From my apartment window I look east, staring now into a gray sky and at the softly moving waters of the Hudson. At the buildings that sit across the river, at this distance, as silent as my mother, but which I understand are teeming with life and noise the closer you approach. At the planes, the helicopters, the boats, all signaling the vibrancy of this moment, this locale.

My mom knows none of this anymore. For her there are images in her brain of her parents and grandparents, her sisters and brother, of a small town cigar store and a big family. Where she lives there has not been a second World War, not a husband or children, not grandchildren. Not loves come and gone, hearts broken and mended, triumphs and tragedies of the past day, week, month, year or decade. There are no new sunrises or sunsets, no leaves turning the most miraculous shades, no today and certainly no tomorrow.

I will go to my mom's on this day and for all the days hereafter that remain for her. I will walk past the church and the warning sign, past the apartment buildings and the law office, past the hot dog stand. I will continue this journey for as long as she continues hers. Though she is no longer with us, she is still here.  And I will forever try to bring the mysteries and wonders of the world inside the apartment where my mom resides but no longer lives.


Michael Gansl said...

Unfortunately, most of us get to experience exactly what you are living through. I'm sure you know that you are not alone in this journey.

Robert said...

Sad, but true, as a generation remains with us in such a small way.

Robert said...

Below are some of the comments that were emailed to me regarding this piece. I thank everyone for their generous words and kind thoughts:

Love this

This is so powerful, and so heartbreaking. It made me cry. And it made me cry for my dad as well you and your mom. That means it touches a nerve for those who have lost a parent in any way, fast or slow decline. I love how it brings the things we overlook - traffic lights, the law office, the hot dog stand - into the forefront. It's the small details of a daily life writ large. There's a message in there about appreciating every day. I feel the sadness in this piece more than in others about her. I hope you're doing ok and that this helps in working things out. Just such a sad situation. You are a wonderful son!!
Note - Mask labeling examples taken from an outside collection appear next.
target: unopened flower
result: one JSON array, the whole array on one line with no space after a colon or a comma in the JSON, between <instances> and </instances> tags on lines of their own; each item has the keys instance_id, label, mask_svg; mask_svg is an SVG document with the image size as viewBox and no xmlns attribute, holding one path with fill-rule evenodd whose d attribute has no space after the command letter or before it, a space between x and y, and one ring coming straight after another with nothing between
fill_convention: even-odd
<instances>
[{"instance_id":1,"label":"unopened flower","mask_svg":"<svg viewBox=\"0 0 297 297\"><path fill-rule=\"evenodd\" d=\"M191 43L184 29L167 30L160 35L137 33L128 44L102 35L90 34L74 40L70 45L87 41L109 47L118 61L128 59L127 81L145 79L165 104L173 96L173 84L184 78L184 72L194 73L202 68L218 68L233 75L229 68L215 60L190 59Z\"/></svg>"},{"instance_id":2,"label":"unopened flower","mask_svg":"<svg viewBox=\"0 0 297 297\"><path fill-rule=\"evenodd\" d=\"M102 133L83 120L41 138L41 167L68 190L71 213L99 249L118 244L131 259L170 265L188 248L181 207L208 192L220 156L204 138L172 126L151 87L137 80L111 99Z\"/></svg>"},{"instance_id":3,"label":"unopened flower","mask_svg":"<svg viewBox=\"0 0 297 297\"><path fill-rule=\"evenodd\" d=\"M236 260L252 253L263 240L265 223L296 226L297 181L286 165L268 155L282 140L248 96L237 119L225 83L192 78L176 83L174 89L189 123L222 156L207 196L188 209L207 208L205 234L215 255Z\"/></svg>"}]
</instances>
What a beautiful article. I have tears in my eyes. You are an amazing son.

This is a beautiful ant touching piece.

As always, beautifully written

What a beautiful work of art you created...it brings the reader...me...right into your world...you have an amazing talent...Joan

gayle and harvey said...

Your prose warms my heart. You have been on this daily journey for the sum of years now - no more music reaches her soul? I remember how your mom used to sing out loud. I wonder if there is any way to prevent our children from having to take care of us if we get to the same place...and will they be able to take the same daily walk if they have to..You are an amazing son and she must have been a good mother.
Your talent and sensitivity are a true gift. Thank you for writing this blog!

Robert said...

I wanted to again express my gratitude to those of you who wrote such warm comments to me about this piece. Below are quotes from a few more of the emails I have received.

I trust sharing your pain in that beautifully written piece provides you some comfort.

Poignant writing.

It's so affectingly written. Thanks for sharing about your mom

you wrote a beautiful blog on visiting your mom. brought tears to my eyes. wanted you to know I read it and how touching it was.

Robert said...

Another wonderful comment:

Your piece really resonated with me. My mom is going through the loss of her vision and some memory. I sometimes drive through our old neighborhood to remind myself of the wonderful life she (and my father) gave us. My hope is always the same: that she somehow remembers also.